- Genre: Comedy
- Written by: John Antrobus Ray Galton
- Directed by: Christine Gernon
- Starring: Matthew Cottle Eddie Marsan Robert Bathurst William Osborne Michael Troughton
- Country of origin: United Kingdom
- Original language: English
- No. of series: 1
- No. of episodes: 6

Production
- Running time: 30 minutes

Original release
- Network: BBC1
- Release: 2 November – 7 December 1997

= Get Well Soon (TV series) =

Get Well Soon is a 1997 BBC television comedy series starring Matthew Cottle and Eddie Marsan. Lasting only 6 episodes, it was about the everyday lives of a group of patients, doctors, nurses and other staff at a tuberculosis hospital in 1947. The show, aired weekly between 2 November and 7 December 1997, was based on the meeting of Ray Galton and Alan Simpson, the writers of Steptoe and Son, in a Tuberculosis sanatorium in 1947. Although given a prominent early Sunday evening slot, the series failed to capture the public's imagination and only ran for one series.

==Situation==
One day in 1947, Roy Osborne (Matthew Cottle) is admitted to a TB sanatorium. He thinks he'll only be there for a few weeks, then finds that it could be several years before he can leave.

==Cast==
- Matthew Cottle as Roy Osborne
- Eddie Marsan as Brian Clapton
- Anita Dobson as Mrs. Ivy Osborne
- Samantha Beckinsale as Mrs. Howell
- Patsy Rowlands as Mrs.

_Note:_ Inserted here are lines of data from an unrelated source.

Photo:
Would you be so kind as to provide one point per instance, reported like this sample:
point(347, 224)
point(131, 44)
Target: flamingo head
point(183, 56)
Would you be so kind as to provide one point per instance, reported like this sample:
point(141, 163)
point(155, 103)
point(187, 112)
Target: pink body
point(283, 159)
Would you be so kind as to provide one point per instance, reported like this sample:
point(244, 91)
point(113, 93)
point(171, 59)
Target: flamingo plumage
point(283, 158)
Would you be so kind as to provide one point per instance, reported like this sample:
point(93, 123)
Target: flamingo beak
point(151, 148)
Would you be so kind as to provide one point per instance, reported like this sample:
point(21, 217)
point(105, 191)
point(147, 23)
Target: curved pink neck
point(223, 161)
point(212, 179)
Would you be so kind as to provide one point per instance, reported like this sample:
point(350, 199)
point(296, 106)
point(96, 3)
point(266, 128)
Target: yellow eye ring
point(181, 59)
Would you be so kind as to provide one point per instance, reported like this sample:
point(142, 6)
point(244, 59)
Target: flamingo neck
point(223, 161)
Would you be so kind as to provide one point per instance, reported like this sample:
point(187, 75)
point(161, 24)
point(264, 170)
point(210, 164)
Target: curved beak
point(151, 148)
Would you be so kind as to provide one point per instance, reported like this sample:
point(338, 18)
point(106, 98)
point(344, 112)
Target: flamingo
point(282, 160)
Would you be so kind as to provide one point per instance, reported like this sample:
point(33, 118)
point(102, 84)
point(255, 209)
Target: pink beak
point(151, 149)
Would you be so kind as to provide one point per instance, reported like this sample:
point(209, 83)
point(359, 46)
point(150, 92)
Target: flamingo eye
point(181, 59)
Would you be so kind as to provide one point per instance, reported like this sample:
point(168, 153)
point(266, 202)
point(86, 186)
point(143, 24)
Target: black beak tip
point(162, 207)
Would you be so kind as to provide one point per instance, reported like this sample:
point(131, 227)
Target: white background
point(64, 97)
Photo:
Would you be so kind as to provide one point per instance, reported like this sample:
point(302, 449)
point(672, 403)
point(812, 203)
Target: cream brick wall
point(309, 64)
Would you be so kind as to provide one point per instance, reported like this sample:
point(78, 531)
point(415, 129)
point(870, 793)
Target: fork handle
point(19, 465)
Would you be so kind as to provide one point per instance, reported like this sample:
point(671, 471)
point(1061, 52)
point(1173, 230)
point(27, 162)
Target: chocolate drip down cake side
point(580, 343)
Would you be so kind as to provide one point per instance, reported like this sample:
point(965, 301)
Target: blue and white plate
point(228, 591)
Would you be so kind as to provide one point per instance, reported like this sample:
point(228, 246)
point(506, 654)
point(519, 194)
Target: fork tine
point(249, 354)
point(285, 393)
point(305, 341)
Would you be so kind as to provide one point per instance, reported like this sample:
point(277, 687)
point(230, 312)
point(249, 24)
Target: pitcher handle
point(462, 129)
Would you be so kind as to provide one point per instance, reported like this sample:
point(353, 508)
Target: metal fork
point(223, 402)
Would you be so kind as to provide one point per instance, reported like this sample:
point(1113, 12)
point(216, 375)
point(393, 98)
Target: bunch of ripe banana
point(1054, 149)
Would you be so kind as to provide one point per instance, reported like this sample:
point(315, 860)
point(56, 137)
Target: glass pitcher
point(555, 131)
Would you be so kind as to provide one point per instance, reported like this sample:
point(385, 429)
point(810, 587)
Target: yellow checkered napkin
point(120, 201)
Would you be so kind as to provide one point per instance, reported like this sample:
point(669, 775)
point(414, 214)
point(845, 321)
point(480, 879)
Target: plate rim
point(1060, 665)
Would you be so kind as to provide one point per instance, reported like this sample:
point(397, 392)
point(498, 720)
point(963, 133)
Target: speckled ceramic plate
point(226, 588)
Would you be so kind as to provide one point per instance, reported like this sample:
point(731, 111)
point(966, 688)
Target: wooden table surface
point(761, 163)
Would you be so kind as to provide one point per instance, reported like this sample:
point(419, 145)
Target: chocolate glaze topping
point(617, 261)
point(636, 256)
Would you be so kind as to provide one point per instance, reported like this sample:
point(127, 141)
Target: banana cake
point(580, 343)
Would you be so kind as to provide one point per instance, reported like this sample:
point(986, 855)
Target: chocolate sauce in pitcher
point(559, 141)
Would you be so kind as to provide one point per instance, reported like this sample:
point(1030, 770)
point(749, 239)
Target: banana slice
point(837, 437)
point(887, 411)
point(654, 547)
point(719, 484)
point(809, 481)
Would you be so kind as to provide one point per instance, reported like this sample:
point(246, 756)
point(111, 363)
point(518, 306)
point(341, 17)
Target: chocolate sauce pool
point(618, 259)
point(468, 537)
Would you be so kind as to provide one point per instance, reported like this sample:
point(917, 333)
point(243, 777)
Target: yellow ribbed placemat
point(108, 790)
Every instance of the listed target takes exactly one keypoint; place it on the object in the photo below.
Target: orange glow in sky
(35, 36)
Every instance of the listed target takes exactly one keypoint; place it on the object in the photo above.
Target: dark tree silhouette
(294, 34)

Clapton
- Hugh Bonneville as Norman Tucker
- Robert Bathurst as Squadron Leader Fielding
- Michael Troughton as The Padre
- William Osborne as Jeffry Powell
- Kate O'Toole as Sister Shelley
- Julie Mullen as Lily

==Episodes==
1. The New Arrival (2 November 1997)
2. Snowbound (9 November 1997)
3. Tucker's Gambit (16 November 1997)
4. Sons, Mothers, Lovers and Others (23 November 1997)
5. The Whist Drive (30 November 1997)
6. Poison Ivy (7 December 1997)

==Media releases==
The complete series of Get Well Soon on DVD in one disc set was released by Simply Media on 21 September 2015.